Can you give us a tour of your PhD Hat?

The Zugspitze
So the hat shows the Zugspitze, and the large scarp of the rock slope failure that happened there 4,000 years ago (Fig. 2). And my peers made a really nice ERT in there, so you can find electrodes in the rock. Also, the rocks themselves are mobile!

ERT
The electric resistivity tomograph was included because that turned out to be one of the major things that I worked with during my PhD. It took me three or four years to really get this method operating reliably in rocks. There’s so much of my blood, sweat, and tears that went into these first ERTs that didn’t work. There was one time that we had carried up enough cable and equipment for an entire month on the mountain and when we got there we found out the cable was out of order…

How did it feel to hand in the PhD thesis and finish this part of your career?

I remember the exact day when my time as a PhD student ended, because I was leading an excursion to Mexico with 25 people the very next morning and was just totally exhausted from all the organization and planning involved in that.

When I was on my way to the University office to hand in the thesis – we were still submitting our printed thesis manually at the time – a part of my right shoe fell off. I remember thinking that it represented exactly how I felt in the moment!

For those who just joined a lab group in Germany, or maybe want to bring this to their own lab group: What is something essential to include in a labmate’s PhD hat?
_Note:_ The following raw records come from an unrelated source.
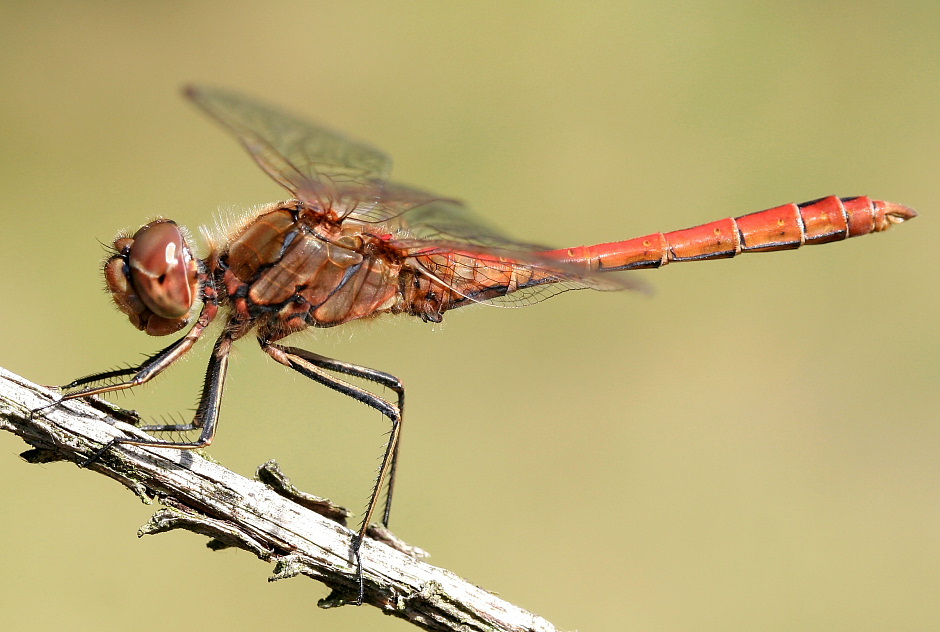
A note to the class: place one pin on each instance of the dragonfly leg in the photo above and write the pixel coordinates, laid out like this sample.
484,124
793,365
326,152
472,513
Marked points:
207,412
316,367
The PhD hat is a big gift to give to a PhD candidate – I keep mine on the cupboard in my office. I see it every day. Even though these were not-so-easy times, the hat can also remind you of the friends you met during the thesis. It shows that other people took the effort to make it for you. And you took an effort to make it for other people.

I see all of that when I look at the PhD hats. So I think if they take a little bit of the emotional side of the PhD memories, and the toughest thing they’ve done in your PhD, then the PhD candidate will appreciate it because they can see their time over the last few years reflected in this hat.

Thanks for your time Michael, and for the tour of your PhD hat!

To the reader, though this is the last post in this miniseries of ‘Cryo Caps’ it doesn’t have to be the last. If there’s a tradition or activity your lab group does to celebrate a graduation, write about it! Often, these inter-lab traditions highlight the teamwork and friendships that support academic research. Curiosity and the pursuit of knowledge can create a competitive atmosphere at times, but it can also bring out the best in all of us too.